YES. If you have an accurately graded F and an H THAT HAVE THE SAME PERFORMANCE you are going to be able to tell them apart when you compare them side by side. Just like you would be able to tell if you painted your walls a warm white, but painted the crown molding a cold/straight white. But both are STILL white, you only see the contrast because of the proximity. But it's very slight, you could set an F center with G sides and never tell the difference. And even H sides depending on the setting and the size of the sidestones... especially with round brilliants.


I want you notice all the qualifiers thought. I'm talking about stones with the SAME performance. An ideal H will out white an F that has compromised light performance from a poor cut.

NOTHING impacts the appearance of a diamond as much as cut. CUT is king.

You want the shinest whitest and brightest diamond out there: Cut is King. No other factor, not color or clarity or anything else impacts how white bright an shiny a stone is.

On Clarity: http://www.goodoldgold.com/diamond-clarity
Clarity Vs2 or Si1 and eyeclean is as high as you need to go in a round. So set that as a floor. And verify eyeclean with vendor or images and vendor (best). An Eyeclean SI1 will look just like an IF to the naked eye. So... really anything over VS2 and eyeclean is just because you want higher clarity for some personal or cultural reason (and that's fine of course, just make sure it's an educated decision) or because you are getting a good deal on a stone because higher clarity stones can be harder to move (especially in lower colors). So make sure you don't put a CEILING on your clarity. All you need is a floor. And with rounds, in general that floor is Si1 or Vs2.
 

MissGotRocks

Super_Ideal_Rock
Premium
Joined
Jun 23, 2005
Messages
12,176
http://www.whiteflash.com/loose-diamonds/round-cut-loose-diamond-3686849.htm?source=pricescope

For comparison, here is a super ideal cut I color, VS2 clarity diamond. We have no way of knowing the cut specs on the center diamond of the ring you are considering but we can see that the diamond above has stellar cut quality.

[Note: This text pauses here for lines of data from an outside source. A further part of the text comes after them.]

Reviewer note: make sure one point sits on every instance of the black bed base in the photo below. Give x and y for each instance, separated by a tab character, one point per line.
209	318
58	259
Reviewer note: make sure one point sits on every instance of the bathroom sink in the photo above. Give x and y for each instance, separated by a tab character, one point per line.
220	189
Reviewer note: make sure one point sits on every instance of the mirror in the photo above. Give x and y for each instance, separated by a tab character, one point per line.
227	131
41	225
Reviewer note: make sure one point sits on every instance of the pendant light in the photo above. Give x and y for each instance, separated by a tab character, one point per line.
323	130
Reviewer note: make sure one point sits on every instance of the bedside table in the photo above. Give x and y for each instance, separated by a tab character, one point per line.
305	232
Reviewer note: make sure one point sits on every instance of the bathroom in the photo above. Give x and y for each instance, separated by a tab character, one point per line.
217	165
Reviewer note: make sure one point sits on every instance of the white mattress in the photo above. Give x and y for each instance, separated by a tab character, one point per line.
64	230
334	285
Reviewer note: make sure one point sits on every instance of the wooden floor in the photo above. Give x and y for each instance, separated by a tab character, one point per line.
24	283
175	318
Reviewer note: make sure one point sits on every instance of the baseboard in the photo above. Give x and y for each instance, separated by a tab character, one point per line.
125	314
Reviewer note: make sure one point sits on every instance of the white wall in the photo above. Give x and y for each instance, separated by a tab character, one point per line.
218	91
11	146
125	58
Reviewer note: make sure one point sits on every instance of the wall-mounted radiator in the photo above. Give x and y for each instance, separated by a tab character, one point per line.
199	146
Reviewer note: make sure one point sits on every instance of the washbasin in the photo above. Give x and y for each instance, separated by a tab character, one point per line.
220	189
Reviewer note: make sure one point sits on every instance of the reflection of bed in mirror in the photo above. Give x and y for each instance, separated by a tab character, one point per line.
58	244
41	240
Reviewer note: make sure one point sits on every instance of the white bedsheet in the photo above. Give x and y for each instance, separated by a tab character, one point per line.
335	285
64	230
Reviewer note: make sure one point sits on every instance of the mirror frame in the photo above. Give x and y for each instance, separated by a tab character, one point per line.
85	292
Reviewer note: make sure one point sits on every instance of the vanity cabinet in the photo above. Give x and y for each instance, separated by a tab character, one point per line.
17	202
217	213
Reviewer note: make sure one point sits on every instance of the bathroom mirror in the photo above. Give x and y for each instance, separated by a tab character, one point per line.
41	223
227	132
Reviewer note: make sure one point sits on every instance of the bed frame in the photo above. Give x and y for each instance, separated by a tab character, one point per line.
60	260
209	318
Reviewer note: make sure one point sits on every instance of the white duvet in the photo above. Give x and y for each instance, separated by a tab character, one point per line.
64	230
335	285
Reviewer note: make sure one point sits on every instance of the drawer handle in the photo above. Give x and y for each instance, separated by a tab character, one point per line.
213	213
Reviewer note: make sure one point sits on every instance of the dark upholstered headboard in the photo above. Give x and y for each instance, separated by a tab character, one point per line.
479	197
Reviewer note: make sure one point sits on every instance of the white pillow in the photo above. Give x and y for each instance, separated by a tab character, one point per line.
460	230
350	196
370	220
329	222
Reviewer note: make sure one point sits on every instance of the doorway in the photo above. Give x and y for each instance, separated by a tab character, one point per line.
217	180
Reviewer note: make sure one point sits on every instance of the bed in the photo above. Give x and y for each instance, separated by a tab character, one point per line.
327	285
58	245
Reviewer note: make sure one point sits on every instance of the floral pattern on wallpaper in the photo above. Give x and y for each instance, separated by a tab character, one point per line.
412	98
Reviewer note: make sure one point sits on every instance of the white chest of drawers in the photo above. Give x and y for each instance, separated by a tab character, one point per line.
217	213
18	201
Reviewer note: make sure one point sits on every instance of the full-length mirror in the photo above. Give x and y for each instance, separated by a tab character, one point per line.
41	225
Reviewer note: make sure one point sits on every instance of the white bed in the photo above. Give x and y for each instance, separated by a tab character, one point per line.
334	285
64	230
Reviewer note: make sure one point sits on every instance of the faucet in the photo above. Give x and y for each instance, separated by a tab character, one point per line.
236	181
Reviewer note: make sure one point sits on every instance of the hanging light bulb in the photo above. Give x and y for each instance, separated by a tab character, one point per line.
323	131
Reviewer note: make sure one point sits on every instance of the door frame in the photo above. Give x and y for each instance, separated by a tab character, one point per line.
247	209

You can certainly find or have made a mounting similar to the one pictured. I would probably suggest going with a three stone for the simple comfort of the ring. You could also find a multiple stone ring with the rest of the shank in pave diamonds. Having that many stones across the top of the finger could be uncomfortable between the fingers.

Have you actually seen the ring in person?
 

tyty333

Super_Ideal_Rock
Premium
Joined
Dec 17, 2008
Messages
21,640

PintoBean

Ideal_Rock
Premium
Joined
Jul 27, 2011
Messages
6,377
Will Costco let you select the center stone? Or is it pot luck and you get what you get?